Ex nihilo nihil fit. Out of nothing, nothing comes. One of the great questions of our existence is why there is something rather than nothing. Why does anything exist? As this Latin phrase suggests, if ever there was a point where absolutely nothing existed, then that state of nothingness would still be the case. Therefore, something must be eternally self-existent. That is the logical quandary we find ourselves in.
We exist today. That is unquestionable. We can trace that existence to its immediate causes and those causes to their preceding causes and so on all the way back to the creation of our universe. There empirical information stops and we are forced to think about the First Cause. The First Cause is the uncaused cause, the first link in the chain of causes that eventually leads to our own existence. Reason tells us that such a first cause must have the characteristic of eternal self-existence. It is uncreated. It exists because it exists. For almost two millennia Christians have argued that this First Cause is God.
Here I have to disagree with my brethren and agree with nonbelievers that the First Cause argument for God is not compelling. The uncaused cause could be something unthinking and impersonal. Most nonbelievers would simply (and conveniently) describe that eternally existing entity as nature; or following the distinction I suggest from string theory, some element of super-nature. In fact, every scenario I have seen that hypothesizes about the ultimate source of our existence begins with something already existing: a field, a symmetry, etc. Thus I would point out that our disagreement lies not in the eternal nature of the first cause, but rather in whether or not that first cause has a personality.
This brings us to the question of consciousness. What is it that makes us a person? The typical assertion made by the nonbeliever is that consciousness is derived from nothing more than material transactions. All it takes is enough of the right kind of connections and the sentient mind emerges. Self-awareness, identity, ego, will, all these appear naturally from the arrangement and interaction of the physical components of our brain. If that is so, is there any reason to think that effect should be confined to our three-dimensional universe? Assuming the larger reality of the ten-dimensional multi-verse of string theory, why would we not expect the same potential there? String theory, even in its currently primitive form, certainly formulates both structures and connections interacting on a scale far beyond the paltry 80 billion neurons of our own brains. It is hardly nonsensical to imagine an abundant potential for a super-consciousness to arise.
If the natural state is for something to exist rather than nothing, and if that something is in fact the state described by string theory with interconnected, multi-dimensional structures, why wouldn’t we expect a superior form of consciousness to emerge? Why wouldn’t a ten-dimensional mind be able to think, plan, create and control on a scale far beyond that conceivable to the confines of our own three-dimensional brains?

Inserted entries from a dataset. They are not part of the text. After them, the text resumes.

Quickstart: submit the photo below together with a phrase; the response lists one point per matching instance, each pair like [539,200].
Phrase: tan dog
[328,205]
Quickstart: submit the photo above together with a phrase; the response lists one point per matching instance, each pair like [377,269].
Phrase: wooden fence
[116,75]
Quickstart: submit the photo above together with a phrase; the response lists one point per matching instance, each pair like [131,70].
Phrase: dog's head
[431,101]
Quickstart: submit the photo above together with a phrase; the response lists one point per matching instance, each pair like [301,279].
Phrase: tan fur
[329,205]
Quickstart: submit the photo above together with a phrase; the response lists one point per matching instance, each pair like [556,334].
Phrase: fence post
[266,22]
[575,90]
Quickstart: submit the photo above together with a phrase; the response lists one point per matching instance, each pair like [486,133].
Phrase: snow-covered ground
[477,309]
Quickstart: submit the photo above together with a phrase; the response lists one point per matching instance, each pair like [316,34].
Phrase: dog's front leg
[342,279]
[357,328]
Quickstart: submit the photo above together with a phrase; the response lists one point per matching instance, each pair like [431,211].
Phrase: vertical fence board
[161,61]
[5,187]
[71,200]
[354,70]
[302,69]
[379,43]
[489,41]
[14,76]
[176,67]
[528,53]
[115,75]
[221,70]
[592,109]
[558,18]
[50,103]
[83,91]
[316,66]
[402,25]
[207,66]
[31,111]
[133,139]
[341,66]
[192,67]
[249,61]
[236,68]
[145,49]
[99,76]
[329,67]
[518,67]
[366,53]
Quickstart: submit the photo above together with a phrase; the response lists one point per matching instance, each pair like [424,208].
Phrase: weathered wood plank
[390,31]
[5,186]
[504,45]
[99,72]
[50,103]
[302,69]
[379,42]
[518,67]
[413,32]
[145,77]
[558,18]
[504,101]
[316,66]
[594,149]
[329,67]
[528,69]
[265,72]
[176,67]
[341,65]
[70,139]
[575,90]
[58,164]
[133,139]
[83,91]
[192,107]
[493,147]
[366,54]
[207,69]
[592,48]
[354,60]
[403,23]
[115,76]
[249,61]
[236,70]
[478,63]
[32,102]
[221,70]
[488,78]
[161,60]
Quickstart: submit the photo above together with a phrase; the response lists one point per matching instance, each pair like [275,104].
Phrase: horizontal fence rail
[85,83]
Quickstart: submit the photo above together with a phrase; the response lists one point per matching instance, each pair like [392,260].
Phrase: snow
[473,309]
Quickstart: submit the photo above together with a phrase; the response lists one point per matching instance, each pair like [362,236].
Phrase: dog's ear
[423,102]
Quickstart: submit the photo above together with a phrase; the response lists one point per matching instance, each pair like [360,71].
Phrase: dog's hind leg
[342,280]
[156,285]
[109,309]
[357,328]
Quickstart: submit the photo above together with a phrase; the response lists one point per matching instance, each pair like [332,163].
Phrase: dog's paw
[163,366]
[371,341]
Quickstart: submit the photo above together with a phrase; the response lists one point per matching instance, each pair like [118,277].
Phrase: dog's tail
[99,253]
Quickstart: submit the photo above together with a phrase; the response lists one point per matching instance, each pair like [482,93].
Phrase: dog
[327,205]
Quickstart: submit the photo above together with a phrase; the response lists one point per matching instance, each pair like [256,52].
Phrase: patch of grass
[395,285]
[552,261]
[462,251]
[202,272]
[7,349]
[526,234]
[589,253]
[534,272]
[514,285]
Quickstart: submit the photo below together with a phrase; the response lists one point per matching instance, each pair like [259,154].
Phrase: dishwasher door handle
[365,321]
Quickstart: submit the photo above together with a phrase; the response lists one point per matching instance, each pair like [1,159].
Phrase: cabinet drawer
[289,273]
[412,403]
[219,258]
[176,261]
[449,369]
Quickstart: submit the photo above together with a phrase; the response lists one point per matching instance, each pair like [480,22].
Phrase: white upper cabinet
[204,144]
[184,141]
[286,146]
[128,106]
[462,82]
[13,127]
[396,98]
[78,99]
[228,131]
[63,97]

Now, I want to be careful here not to overstate my case. I do not argue that this is how God exists. I merely point out that this possibility is sufficient to fit the Christian view of God into the framework generated by scientific inquiry. It is a sufficient explanation, but not necessarily the only explanation. If this one way exists, there may be other ways as well. The point is, you can take everything we have discovered through science and God still fits neatly into the midst of it. That is how you would expect it to be. That is how it has always been. That is how it will always be.